5. Alberto Abadie, Alexis Diamond, and Jens Hainmueller, "Synthetic Control Methods for Comparative Case Studies: Estimating the Effect of California's Tobacco Control Program" (Journal of the American Statistical Association, 2010)

The paper that introduced the synthetic control method and demonstrated its application to policy evaluation. Abadie, Diamond, and Hainmueller estimate the effect of California's 1988 Proposition 99 (a large tobacco tax increase) on per-capita cigarette sales by constructing a "synthetic California" from a weighted combination of control states that matches California's pre-treatment trajectory.

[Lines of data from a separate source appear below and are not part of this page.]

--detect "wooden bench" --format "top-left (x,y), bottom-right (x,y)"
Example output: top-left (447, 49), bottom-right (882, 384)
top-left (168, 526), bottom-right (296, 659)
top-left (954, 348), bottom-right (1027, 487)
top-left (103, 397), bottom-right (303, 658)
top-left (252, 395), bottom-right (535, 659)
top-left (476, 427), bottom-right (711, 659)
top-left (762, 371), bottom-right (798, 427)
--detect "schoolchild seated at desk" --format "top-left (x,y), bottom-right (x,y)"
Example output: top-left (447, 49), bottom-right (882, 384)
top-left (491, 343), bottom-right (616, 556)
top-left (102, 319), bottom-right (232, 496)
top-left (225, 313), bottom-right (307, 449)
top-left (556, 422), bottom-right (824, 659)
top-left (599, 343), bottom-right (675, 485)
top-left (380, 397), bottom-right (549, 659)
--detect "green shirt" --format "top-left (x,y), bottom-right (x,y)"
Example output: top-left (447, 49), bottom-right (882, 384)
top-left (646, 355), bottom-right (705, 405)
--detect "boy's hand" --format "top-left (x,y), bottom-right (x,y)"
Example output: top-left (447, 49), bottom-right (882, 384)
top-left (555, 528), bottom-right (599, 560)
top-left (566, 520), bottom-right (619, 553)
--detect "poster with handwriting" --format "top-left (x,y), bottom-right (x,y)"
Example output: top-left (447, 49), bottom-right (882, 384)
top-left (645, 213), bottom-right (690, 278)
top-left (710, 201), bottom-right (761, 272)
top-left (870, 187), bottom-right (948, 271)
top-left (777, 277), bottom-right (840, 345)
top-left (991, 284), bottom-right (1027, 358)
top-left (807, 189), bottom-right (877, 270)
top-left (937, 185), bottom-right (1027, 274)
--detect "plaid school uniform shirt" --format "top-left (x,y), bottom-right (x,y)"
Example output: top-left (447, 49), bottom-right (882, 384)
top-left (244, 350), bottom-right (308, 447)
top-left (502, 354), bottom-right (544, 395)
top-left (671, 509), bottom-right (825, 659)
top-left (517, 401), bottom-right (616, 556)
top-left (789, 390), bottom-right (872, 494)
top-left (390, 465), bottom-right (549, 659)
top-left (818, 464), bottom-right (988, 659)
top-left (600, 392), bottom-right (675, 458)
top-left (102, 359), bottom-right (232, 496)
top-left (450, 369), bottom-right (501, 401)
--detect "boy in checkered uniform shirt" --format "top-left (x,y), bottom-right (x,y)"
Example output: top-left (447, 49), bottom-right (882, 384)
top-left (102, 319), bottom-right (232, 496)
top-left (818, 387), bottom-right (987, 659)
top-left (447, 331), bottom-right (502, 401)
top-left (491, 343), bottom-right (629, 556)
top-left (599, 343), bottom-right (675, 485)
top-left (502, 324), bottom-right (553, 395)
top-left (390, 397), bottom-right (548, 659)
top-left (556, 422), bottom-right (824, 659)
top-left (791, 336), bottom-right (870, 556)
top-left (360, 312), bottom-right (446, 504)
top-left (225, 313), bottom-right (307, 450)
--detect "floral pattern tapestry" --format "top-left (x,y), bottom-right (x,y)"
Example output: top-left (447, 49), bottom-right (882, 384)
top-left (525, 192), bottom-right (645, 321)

Reading guidance: Section 2 defines the method formally: the synthetic control weights solve a constrained optimization problem that minimizes the distance between the treated unit's pre-treatment outcomes and the weighted combination of control units' pre-treatment outcomes. The constraint that weights be non-negative and sum to one prevents extrapolation. Section 3 applies the method to California's tobacco program, showing that synthetic California closely tracks actual California from 1970 to 1988 (the pre-treatment period) and then diverges sharply after 1988, estimating a 26% reduction in per-capita cigarette sales attributable to Proposition 99. Section 4 introduces placebo tests — the key inferential tool for synthetic control. By applying the method to each control state as if it were treated, the authors construct a distribution of "placebo effects" and show that California's effect is an extreme outlier, providing a permutation-based p-value. For the extension to multiple treated units, see Abadie and Gardeazabal, "The Economic Costs of Conflict: A Case Study of the Basque Country" (AER, 2003). For the use of synthetic control in tech company geo-experiments, see Brodersen et al., "Inferring Causal Impact Using Bayesian Structural Time-Series Models" (Annals of Applied Statistics, 2015), which implements a Bayesian version of synthetic control in Google's CausalImpact R package. For the application to climate policy evaluation, see Aldy, "The Promise and Problems of Pricing Carbon: Theory and Experience" (Journal of Environment and Development, 2012).